Senior counsel and co-head of the firm's Payments and Cards practice Peter Aziz told The Globe and Mail that a coming evaluation of Canada by the Financial Action Task Force is part of the reason FinTRAC is becoming more active.

"The task force is a global money laundering and terrorist financing watchdog group based in Paris, with 39 member countries, including Canada," Peter said.

As reported, Canada's anti-money laundering policies are set to be evaluated in December 2025 by the task force.

"We do see a recurring pattern where in the lead-up to an FATF review, FinTRAC and the government of Canada need to both enforce compliance with anti-money-laundering laws and be seen to be enforcing compliance," Peter said.

"This issuing of significant administrative monetary penalties is a way for FinTRAC to be seen to be administering the act.

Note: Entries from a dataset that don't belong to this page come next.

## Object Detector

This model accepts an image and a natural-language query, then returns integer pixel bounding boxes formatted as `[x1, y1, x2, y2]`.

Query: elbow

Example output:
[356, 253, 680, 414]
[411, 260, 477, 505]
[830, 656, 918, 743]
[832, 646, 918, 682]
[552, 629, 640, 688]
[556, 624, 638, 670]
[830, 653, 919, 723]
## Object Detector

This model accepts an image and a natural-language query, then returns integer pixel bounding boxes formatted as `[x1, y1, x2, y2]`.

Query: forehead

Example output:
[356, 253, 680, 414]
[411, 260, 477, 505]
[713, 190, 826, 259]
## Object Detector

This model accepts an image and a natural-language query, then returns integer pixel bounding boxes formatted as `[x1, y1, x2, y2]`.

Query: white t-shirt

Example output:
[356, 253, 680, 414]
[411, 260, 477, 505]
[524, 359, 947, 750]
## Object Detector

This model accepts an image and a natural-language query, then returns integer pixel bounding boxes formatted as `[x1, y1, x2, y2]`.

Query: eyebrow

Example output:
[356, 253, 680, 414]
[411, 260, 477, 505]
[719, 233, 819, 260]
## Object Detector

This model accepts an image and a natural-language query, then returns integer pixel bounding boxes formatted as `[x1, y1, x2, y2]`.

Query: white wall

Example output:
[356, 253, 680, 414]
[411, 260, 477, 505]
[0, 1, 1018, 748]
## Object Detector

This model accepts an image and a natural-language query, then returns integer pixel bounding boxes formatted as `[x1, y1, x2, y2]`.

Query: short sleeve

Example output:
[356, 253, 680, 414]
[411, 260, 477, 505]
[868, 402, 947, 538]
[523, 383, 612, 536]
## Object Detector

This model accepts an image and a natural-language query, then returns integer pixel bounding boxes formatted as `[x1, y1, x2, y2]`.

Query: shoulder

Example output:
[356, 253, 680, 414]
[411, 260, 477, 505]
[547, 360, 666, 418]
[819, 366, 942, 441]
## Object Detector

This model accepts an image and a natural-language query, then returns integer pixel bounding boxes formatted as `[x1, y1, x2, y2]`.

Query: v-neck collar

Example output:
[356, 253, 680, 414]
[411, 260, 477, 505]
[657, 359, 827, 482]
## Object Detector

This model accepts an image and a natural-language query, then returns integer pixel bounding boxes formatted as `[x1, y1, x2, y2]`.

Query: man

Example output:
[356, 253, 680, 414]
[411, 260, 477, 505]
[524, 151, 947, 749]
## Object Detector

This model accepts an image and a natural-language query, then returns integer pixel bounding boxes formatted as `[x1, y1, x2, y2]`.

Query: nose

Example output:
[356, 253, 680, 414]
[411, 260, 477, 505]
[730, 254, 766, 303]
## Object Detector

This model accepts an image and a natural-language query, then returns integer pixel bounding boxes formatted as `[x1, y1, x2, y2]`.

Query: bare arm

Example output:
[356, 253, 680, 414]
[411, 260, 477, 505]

They may be of the view that FATF would expect this to be a measure of FinTRAC's effectiveness."

Peter explained that Canada maintains the highest standards of compliance with anti-money-laundering and anti-terrorist financing protocols. Even so, it's important for the country and for all of Canada's banks to achieve a stellar compliance rating.

Meanwhile, Peter suspects FinTRAC will continue accelerating its enforcement activities as the task force review inches closer.

"We may see more administrative monetary penalties coming," he said.